I am running a LASSO regression, but am put off by the different values of lambda each time I run the cross-validation. Does it make sense to run a cross validation multiple times, take the mean error associated with each lambda value, and then choose lambda.1se (i.e., the largest lambda resulting in error within 1 se of the minimum) from the distribution of lambdas and mean errors?
library(glmnet)
set.seed(3)
IV1 <- data.frame(IV1 = rnorm(100))
IV2 <- data.frame(IV2 = rnorm(100))
IV3 <- data.frame(IV3 = rnorm(100))
IV4 <- data.frame(IV4 = rnorm(100))
IV5 <- data.frame(IV5 = rnorm(100))
DV <- data.frame(DV = rnorm(100))
data <- data.frame(IV1,IV2,IV3,IV4,IV5,DV)
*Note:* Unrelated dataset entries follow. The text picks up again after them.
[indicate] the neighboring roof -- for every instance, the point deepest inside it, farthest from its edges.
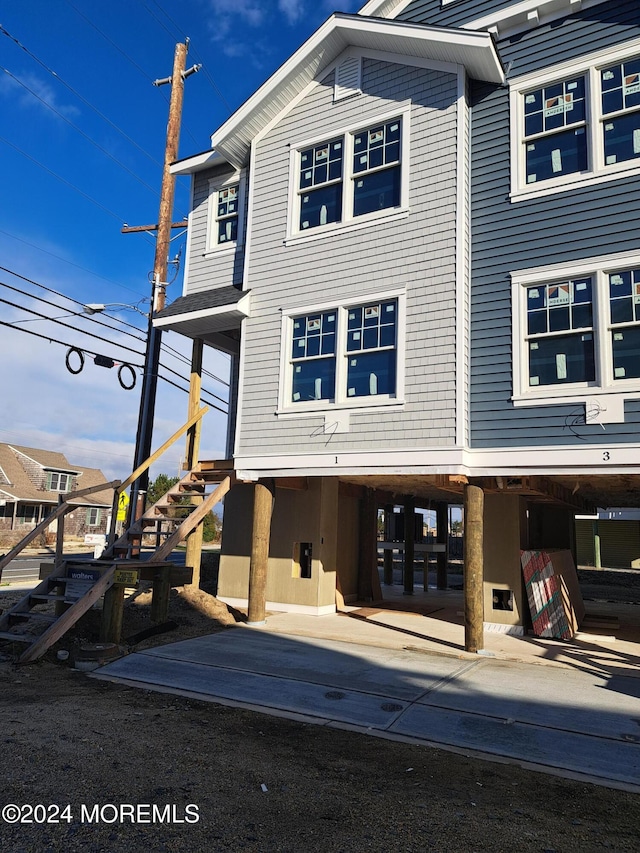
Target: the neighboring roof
(474, 50)
(49, 459)
(206, 312)
(21, 488)
(197, 163)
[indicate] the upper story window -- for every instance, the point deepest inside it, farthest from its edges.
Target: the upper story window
(320, 184)
(345, 355)
(58, 482)
(580, 126)
(579, 330)
(350, 178)
(225, 212)
(555, 130)
(621, 111)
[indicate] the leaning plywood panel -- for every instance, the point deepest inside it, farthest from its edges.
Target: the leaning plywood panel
(544, 593)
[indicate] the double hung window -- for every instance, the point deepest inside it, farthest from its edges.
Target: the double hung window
(577, 335)
(57, 482)
(225, 212)
(343, 355)
(579, 124)
(560, 332)
(356, 174)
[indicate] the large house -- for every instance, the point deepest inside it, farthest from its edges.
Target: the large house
(418, 242)
(32, 482)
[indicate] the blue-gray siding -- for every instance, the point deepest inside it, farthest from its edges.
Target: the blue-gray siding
(417, 253)
(558, 228)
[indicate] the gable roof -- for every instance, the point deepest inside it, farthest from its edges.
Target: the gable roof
(474, 50)
(21, 488)
(507, 18)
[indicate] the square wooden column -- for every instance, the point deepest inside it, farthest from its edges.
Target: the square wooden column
(261, 535)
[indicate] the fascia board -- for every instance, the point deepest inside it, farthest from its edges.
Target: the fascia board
(239, 309)
(197, 163)
(383, 8)
(528, 14)
(474, 50)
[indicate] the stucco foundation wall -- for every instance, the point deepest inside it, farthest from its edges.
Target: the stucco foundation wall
(308, 516)
(503, 531)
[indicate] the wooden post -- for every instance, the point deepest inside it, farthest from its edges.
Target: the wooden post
(367, 551)
(160, 595)
(442, 538)
(59, 536)
(261, 534)
(409, 544)
(597, 554)
(112, 610)
(193, 555)
(473, 568)
(388, 552)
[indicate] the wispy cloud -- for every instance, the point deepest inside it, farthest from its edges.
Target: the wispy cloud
(291, 9)
(30, 91)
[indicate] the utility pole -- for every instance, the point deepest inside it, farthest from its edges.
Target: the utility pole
(159, 284)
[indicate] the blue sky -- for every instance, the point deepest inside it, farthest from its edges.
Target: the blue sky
(82, 133)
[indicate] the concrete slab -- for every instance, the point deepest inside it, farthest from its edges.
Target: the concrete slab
(579, 721)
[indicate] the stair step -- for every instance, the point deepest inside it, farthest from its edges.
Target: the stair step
(47, 596)
(17, 638)
(30, 614)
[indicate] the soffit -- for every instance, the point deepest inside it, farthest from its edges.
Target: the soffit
(475, 51)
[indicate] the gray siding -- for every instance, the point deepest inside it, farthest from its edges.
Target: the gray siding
(417, 252)
(556, 228)
(452, 15)
(217, 268)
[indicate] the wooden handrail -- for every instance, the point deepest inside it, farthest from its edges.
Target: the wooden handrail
(61, 509)
(149, 462)
(111, 537)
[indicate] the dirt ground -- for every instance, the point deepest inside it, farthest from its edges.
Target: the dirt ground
(235, 780)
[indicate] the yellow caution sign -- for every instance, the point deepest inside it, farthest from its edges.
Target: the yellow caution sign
(123, 504)
(128, 577)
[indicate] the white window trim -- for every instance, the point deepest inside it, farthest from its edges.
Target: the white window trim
(589, 67)
(598, 268)
(216, 184)
(349, 221)
(68, 481)
(286, 408)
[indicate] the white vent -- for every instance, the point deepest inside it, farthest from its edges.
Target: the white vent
(348, 78)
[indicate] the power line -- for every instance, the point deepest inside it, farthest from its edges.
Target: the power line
(81, 132)
(66, 325)
(56, 341)
(171, 351)
(97, 337)
(73, 313)
(120, 219)
(76, 93)
(66, 261)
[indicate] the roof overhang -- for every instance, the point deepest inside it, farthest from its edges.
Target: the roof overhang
(197, 163)
(202, 314)
(527, 14)
(473, 50)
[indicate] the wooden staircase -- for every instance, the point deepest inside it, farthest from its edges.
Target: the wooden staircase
(20, 623)
(168, 522)
(174, 516)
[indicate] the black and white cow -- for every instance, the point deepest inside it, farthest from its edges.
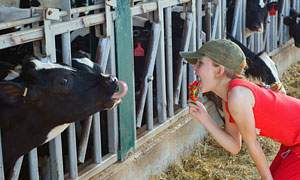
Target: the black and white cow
(259, 65)
(293, 22)
(44, 98)
(256, 11)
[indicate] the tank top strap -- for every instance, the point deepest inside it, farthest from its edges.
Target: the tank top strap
(234, 83)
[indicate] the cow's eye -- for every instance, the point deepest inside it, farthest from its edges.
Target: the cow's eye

x <- model.matrix(DV~.-IV5 , data)[ , -1]
y <- data$DV
lambdas <- NULL
n.fits <- 100
for (i in 1:n.fits) {
{
fit <- cv.glmnet(x,y)
errors = data.frame(fit$lambda,fit$cvm)
lambdas <- rbind(lambdas,errors)
r2[i]<-max(1-fit$cvm/var(y))
}
# take mean cvm for each lambda
lambdas <- aggregate(lambdas[, 2], list(lambdas$fit.lambda), mean)
lambdas<-as.data.frame(lambdas)
# find subset with mse within 1 se of mean
onese<-std.error(lambdas[2])
min<-min(lambdas[2])
low<-min-onese
high<-min+onese
lambdas<-subset(lambdas, x>low)
lambdas<-subset(lambdas, x<high)
#choose highest lambda among those
bestindex = which(lambdas[1]==max(lambdas[1]))
bestlambda = lambdas[bestindex,1]
Edit: My question is unique because I am asking about how to implement the one standard error rule after iterating the cross validation.
Edit 2: It's possible my question isn't clear. I am being linked to a previous question which is different. That one talks about running cross validation once and choosing the best lambda from that process. I would like to run cross validation multiple times, averaging over the different results, and choosing the best lambda based off of that. I would like to know if my code is an acceptable way of doing that.